The ledger Iris had made was beautiful. The charmed columns glowed faintly as he wrote, the numbers rearranging themselves into neat totals as each entry landed. Rowan sat cross-legged on the bed with the notebook on his lap, his journal open beside him, and worked through the mathematics of his entire financial position.
He started from the beginning.
Ninety-three pounds sterling, converted to one hundred and fifty-one Galleons, fifteen Sickles, and nine Knuts on the day Professor Weasley took him to Gringotts. Five Galleons deducted for the vault. Fifty Galleons kept liquid, ninety-six invested through Gringotts at a conservative rate.
First-year expenses. Seven Galleons for the wand. Fifteen Galleons and eight Sickles for textbooks. Three Galleons for the owl. Roughly ten Galleons for robes, trunk, telescope, scales, and supplies. Thirty-five Galleons total from his liquid funds, leaving him with approximately one hundred and sixteen Galleons in the vault and five in his pocket after shopping.
The year itself had been modest. Hogwarts covered room and board. Owl treats ran two Sickles per week, roughly five Galleons over the school year. His Daily Prophet subscription added another Galleon. Replacement quills, extra parchment, miscellaneous purchases added perhaps another five. The annual vault fee took five more. His investments returned roughly three Galleons on the ninety-six at Gringotts' conservative rate.
Then the tournament. Silver medal at the International Youth Dueling Championship. Five hundred Galleons in prize money, deposited directly into his vault.
He'd spent the summer with the Flamels at no cost. Generous of them. Impossibly generous, if he allowed himself to think about it honestly.
Second year. Twelve Galleons in annual stipend. Fifteen Galleons for new textbooks and ingredients. The same running costs for owl upkeep, Prophet subscription, supplies, and incidentals. Another five-Galleon vault fee. His investments had grown modestly, the returns compounding on a base that now included the tournament winnings.
No tournament winnings this year. He'd given his spot to Sebastian.
Rowan wrote the final figure at the bottom of the column and stared at it.
Six hundred and fifteen Galleons.
His entire fortune. Everything he'd earned across two years of work, one tournament victory, and careful saving. More than most Muggleborn students accumulated in their entire time at Hogwarts, and not nearly enough for what he was attempting.

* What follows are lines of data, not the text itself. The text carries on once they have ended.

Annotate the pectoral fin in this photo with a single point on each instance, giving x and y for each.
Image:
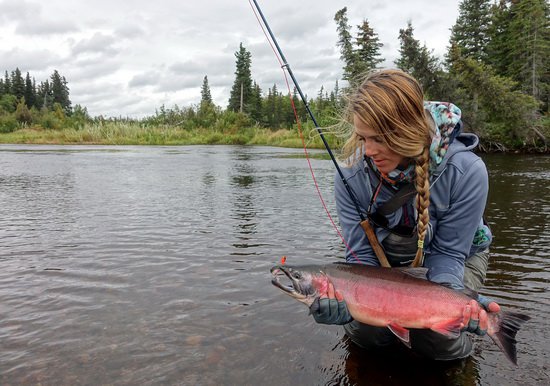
(450, 328)
(401, 332)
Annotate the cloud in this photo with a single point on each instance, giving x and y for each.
(99, 43)
(129, 58)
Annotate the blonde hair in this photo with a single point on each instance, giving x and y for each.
(391, 103)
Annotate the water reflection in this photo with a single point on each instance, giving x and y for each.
(150, 265)
(243, 206)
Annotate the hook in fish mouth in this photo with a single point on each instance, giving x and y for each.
(293, 289)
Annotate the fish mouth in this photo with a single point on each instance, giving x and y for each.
(293, 289)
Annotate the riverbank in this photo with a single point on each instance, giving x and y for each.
(115, 133)
(124, 133)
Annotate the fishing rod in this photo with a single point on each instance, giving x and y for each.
(286, 66)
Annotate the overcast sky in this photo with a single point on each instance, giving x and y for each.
(128, 58)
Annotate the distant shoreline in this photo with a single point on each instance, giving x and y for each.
(125, 134)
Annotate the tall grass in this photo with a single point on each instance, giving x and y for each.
(131, 133)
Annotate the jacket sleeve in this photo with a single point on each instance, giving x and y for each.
(358, 248)
(455, 228)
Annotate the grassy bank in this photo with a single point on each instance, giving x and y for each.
(135, 133)
(122, 133)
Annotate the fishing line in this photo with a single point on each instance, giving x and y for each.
(284, 65)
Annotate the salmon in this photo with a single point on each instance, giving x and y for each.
(396, 298)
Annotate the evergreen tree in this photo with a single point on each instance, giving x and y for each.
(498, 48)
(60, 92)
(529, 39)
(368, 50)
(30, 91)
(242, 87)
(17, 84)
(347, 53)
(418, 61)
(471, 31)
(256, 110)
(44, 96)
(7, 83)
(206, 96)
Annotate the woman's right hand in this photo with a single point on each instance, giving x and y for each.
(330, 308)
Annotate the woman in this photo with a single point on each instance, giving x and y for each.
(400, 143)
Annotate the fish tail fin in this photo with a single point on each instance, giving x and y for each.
(503, 327)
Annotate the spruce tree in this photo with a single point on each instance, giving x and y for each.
(30, 92)
(471, 31)
(418, 61)
(347, 53)
(369, 45)
(529, 40)
(60, 92)
(242, 87)
(17, 84)
(206, 96)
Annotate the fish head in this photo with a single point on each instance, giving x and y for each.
(306, 283)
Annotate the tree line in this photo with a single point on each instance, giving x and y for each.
(496, 69)
(24, 103)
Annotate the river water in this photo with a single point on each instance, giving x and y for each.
(150, 265)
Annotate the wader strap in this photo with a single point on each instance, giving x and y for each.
(398, 200)
(375, 244)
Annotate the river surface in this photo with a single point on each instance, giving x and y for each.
(150, 265)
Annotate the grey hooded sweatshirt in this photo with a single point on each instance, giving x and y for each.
(458, 194)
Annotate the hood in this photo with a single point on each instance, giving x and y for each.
(448, 138)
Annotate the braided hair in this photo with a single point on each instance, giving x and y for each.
(391, 102)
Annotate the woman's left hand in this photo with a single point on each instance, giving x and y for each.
(475, 315)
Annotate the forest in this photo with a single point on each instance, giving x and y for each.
(496, 69)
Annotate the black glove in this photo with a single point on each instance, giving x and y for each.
(330, 311)
(473, 324)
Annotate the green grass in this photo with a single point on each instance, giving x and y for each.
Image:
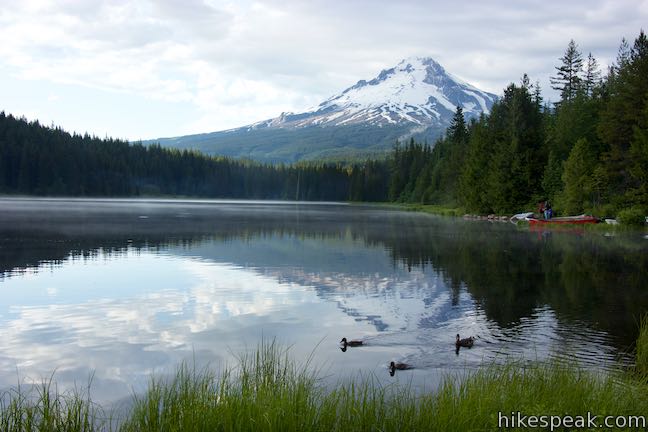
(267, 391)
(436, 209)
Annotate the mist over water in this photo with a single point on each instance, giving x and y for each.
(122, 289)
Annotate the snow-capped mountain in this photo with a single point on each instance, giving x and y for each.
(416, 98)
(417, 91)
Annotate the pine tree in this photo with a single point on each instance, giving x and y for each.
(577, 177)
(592, 75)
(567, 79)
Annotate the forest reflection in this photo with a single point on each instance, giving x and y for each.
(508, 272)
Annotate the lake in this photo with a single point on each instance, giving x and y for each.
(118, 290)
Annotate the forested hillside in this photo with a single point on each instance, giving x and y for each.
(588, 152)
(39, 160)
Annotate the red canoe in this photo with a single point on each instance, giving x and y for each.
(574, 220)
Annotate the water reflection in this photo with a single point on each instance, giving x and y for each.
(94, 286)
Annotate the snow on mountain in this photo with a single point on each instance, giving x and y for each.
(417, 91)
(416, 98)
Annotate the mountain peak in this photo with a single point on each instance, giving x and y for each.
(417, 91)
(415, 98)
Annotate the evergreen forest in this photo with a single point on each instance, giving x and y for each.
(588, 152)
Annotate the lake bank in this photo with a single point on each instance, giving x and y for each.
(266, 390)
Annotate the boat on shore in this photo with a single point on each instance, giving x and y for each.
(572, 220)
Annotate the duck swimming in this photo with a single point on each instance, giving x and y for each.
(466, 342)
(393, 366)
(352, 342)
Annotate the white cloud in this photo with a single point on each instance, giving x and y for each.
(232, 63)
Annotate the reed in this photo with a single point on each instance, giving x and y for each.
(268, 391)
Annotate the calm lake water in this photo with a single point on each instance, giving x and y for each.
(118, 290)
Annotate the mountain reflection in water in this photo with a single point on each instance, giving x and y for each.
(125, 288)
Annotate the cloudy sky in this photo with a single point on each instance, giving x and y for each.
(149, 68)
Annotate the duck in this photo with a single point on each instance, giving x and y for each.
(466, 342)
(352, 342)
(393, 366)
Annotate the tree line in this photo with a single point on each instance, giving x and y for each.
(587, 152)
(39, 160)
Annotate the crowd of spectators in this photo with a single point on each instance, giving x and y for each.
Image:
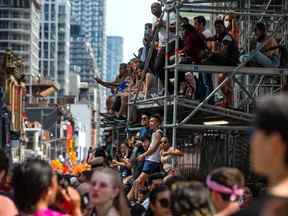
(144, 75)
(143, 178)
(140, 177)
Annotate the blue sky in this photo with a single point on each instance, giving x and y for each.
(126, 18)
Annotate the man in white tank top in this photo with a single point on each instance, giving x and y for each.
(151, 157)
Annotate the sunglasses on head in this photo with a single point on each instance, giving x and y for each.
(164, 203)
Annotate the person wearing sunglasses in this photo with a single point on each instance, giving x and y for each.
(35, 189)
(191, 199)
(227, 189)
(106, 194)
(159, 202)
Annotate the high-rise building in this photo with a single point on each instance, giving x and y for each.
(114, 56)
(80, 56)
(19, 31)
(90, 15)
(55, 43)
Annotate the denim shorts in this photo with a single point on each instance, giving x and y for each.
(151, 167)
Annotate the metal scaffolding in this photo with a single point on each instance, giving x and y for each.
(249, 82)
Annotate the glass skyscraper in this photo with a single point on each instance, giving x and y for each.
(55, 43)
(90, 16)
(114, 56)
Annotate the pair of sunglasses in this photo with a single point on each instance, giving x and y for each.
(164, 203)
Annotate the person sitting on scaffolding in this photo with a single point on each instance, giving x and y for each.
(192, 52)
(230, 22)
(151, 157)
(159, 26)
(117, 103)
(225, 53)
(269, 55)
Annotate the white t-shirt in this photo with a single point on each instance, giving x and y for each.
(162, 35)
(207, 33)
(155, 157)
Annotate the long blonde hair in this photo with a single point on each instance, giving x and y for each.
(120, 202)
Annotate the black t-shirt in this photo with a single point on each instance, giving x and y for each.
(269, 205)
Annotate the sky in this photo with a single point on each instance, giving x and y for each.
(127, 18)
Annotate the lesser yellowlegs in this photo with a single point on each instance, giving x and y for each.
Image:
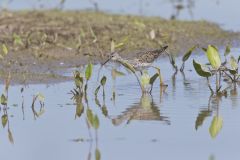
(141, 62)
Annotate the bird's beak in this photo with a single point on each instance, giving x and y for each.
(106, 61)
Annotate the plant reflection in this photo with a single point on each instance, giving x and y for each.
(212, 109)
(145, 109)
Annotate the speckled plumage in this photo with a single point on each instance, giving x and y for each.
(143, 61)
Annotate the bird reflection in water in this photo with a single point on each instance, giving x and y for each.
(145, 110)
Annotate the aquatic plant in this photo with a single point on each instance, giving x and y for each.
(217, 68)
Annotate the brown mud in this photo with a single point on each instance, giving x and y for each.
(43, 44)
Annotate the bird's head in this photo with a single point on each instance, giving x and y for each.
(113, 56)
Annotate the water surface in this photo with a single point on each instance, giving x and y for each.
(135, 126)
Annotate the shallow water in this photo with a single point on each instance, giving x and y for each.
(136, 126)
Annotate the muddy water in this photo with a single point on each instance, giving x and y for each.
(168, 125)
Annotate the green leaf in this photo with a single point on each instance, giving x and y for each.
(41, 112)
(216, 126)
(78, 79)
(40, 97)
(4, 49)
(88, 72)
(145, 79)
(204, 49)
(97, 89)
(79, 109)
(172, 61)
(233, 72)
(4, 120)
(96, 122)
(112, 46)
(227, 50)
(90, 116)
(200, 71)
(3, 100)
(213, 57)
(188, 53)
(17, 39)
(10, 137)
(103, 80)
(153, 78)
(104, 110)
(97, 154)
(116, 73)
(201, 117)
(233, 63)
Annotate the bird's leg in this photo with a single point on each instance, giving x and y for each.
(160, 76)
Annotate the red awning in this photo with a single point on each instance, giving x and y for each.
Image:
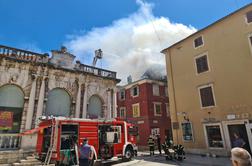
(28, 132)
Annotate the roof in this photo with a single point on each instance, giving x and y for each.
(213, 24)
(141, 81)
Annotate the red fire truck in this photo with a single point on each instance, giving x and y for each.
(59, 139)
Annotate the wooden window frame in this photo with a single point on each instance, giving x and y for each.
(205, 86)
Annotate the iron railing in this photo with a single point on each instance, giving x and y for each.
(9, 141)
(23, 55)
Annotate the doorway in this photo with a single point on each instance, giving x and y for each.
(237, 133)
(238, 136)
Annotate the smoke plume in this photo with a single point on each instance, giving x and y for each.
(131, 45)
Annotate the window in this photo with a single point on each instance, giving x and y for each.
(155, 90)
(122, 95)
(167, 110)
(166, 91)
(250, 42)
(157, 109)
(214, 136)
(187, 131)
(155, 131)
(249, 16)
(198, 42)
(122, 112)
(206, 96)
(201, 63)
(135, 91)
(136, 110)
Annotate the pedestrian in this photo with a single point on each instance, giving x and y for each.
(240, 157)
(238, 141)
(151, 144)
(86, 153)
(159, 144)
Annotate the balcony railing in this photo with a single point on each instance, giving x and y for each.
(95, 71)
(22, 55)
(9, 141)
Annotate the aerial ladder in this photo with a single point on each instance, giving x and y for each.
(98, 55)
(53, 143)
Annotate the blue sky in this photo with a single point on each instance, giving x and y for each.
(84, 25)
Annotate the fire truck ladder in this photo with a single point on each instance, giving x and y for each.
(51, 147)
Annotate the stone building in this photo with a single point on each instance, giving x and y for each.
(145, 103)
(210, 85)
(34, 85)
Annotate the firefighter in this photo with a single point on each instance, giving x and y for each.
(151, 144)
(159, 144)
(86, 153)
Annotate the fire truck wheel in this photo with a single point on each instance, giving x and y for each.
(128, 154)
(91, 162)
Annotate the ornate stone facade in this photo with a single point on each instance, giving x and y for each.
(41, 77)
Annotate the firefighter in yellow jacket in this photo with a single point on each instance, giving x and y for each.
(151, 144)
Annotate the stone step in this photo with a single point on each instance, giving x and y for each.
(30, 157)
(27, 164)
(29, 161)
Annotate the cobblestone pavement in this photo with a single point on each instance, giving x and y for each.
(191, 160)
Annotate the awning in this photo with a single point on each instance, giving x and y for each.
(32, 131)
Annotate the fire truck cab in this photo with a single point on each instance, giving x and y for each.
(59, 139)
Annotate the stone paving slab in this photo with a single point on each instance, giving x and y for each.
(145, 159)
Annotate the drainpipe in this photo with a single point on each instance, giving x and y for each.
(175, 116)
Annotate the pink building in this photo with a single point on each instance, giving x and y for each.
(145, 103)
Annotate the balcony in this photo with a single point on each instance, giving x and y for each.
(9, 141)
(22, 55)
(28, 56)
(95, 71)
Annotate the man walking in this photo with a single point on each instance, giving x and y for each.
(151, 144)
(159, 144)
(86, 153)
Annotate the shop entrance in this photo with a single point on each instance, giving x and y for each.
(238, 136)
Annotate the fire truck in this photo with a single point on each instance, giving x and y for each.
(59, 138)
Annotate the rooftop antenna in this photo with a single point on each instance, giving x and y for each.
(98, 55)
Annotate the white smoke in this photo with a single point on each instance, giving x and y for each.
(131, 45)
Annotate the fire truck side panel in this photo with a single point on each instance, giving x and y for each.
(89, 130)
(119, 146)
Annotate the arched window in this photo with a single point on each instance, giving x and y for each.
(11, 108)
(58, 103)
(94, 107)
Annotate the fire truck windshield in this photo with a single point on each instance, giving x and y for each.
(133, 130)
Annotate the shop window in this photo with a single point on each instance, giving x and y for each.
(187, 131)
(136, 110)
(214, 136)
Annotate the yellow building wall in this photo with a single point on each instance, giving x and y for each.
(230, 61)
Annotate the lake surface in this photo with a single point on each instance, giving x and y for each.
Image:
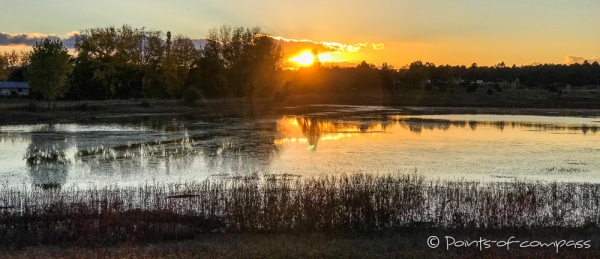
(327, 140)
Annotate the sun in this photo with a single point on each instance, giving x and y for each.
(304, 59)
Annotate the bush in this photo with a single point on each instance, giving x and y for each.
(471, 88)
(145, 103)
(190, 96)
(31, 107)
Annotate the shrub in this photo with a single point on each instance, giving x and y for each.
(145, 103)
(32, 107)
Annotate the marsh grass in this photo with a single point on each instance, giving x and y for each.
(358, 203)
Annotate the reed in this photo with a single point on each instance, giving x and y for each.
(287, 204)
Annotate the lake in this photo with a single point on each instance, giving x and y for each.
(303, 142)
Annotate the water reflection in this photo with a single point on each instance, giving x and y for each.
(318, 129)
(48, 159)
(172, 150)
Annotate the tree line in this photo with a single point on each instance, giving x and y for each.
(125, 62)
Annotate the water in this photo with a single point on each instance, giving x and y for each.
(305, 142)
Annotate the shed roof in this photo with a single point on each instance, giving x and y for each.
(13, 85)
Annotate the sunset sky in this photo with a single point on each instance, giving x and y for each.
(456, 32)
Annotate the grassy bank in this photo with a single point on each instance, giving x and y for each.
(282, 204)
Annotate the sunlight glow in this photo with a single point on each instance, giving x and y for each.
(304, 59)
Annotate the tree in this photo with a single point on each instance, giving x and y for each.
(49, 69)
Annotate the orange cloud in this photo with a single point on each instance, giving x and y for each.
(29, 39)
(575, 59)
(330, 53)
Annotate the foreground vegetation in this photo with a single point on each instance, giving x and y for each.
(276, 204)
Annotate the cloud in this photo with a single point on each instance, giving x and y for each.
(294, 45)
(534, 63)
(575, 59)
(29, 39)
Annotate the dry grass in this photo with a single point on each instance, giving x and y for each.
(279, 204)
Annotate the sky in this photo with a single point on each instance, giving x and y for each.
(398, 32)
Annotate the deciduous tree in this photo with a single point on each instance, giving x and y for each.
(49, 69)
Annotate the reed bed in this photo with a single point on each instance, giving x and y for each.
(284, 204)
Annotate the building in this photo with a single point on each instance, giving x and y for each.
(14, 88)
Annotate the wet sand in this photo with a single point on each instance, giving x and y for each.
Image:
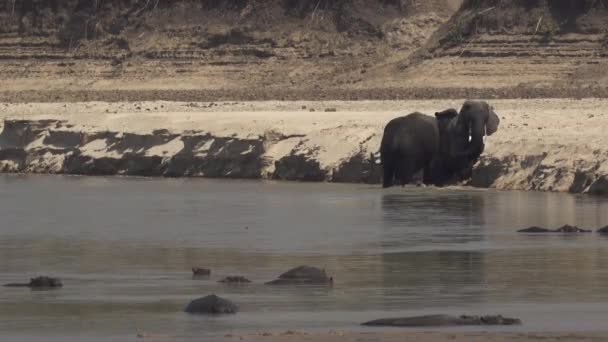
(542, 144)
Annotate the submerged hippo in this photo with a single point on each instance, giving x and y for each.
(563, 229)
(235, 280)
(39, 283)
(200, 271)
(212, 305)
(443, 320)
(303, 275)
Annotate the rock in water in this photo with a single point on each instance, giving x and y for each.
(571, 229)
(563, 229)
(443, 320)
(306, 275)
(534, 229)
(212, 305)
(235, 280)
(200, 271)
(39, 283)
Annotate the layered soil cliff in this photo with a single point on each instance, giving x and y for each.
(50, 50)
(548, 145)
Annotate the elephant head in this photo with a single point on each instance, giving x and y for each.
(476, 120)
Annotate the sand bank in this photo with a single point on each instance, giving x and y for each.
(542, 144)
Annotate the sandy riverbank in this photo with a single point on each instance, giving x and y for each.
(542, 144)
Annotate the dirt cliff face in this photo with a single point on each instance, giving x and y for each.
(276, 45)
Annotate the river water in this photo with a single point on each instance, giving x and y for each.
(124, 248)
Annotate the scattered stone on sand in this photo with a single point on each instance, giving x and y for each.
(443, 320)
(200, 271)
(305, 275)
(235, 280)
(212, 305)
(603, 230)
(563, 229)
(39, 283)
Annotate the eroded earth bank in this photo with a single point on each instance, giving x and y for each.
(542, 144)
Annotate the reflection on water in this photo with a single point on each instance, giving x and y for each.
(124, 248)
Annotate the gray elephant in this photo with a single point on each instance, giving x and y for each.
(445, 147)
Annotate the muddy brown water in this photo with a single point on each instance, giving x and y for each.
(124, 248)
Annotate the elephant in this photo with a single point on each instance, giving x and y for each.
(443, 320)
(445, 147)
(303, 275)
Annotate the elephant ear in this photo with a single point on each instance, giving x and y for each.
(447, 114)
(493, 121)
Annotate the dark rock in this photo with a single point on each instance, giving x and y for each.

He started a second column. Projected expenses.
Shop purchase in Diagon Alley. Location mattered enormously. A well-positioned storefront would cost anywhere from six hundred to a thousand Galleons depending on size, condition, and the seller's willingness to deal with a Muggleborn buyer. He wrote seven hundred as a working estimate, knowing it might be optimistic for anything worth having.
Raw materials. Lead for the transmutation process, copper plate for prototypes, runic inscription supplies, packaging materials. Twenty Galleons to start, with ongoing costs as production scaled.
Employee wages. This was the number that compounded the problem. He needed someone to manage the shop year-round. A fair wage for a full-time shopkeeper was eight Galleons per month. Over a twelve-month period, that was ninety-six Galleons on top of a shop that already consumed most of his capital.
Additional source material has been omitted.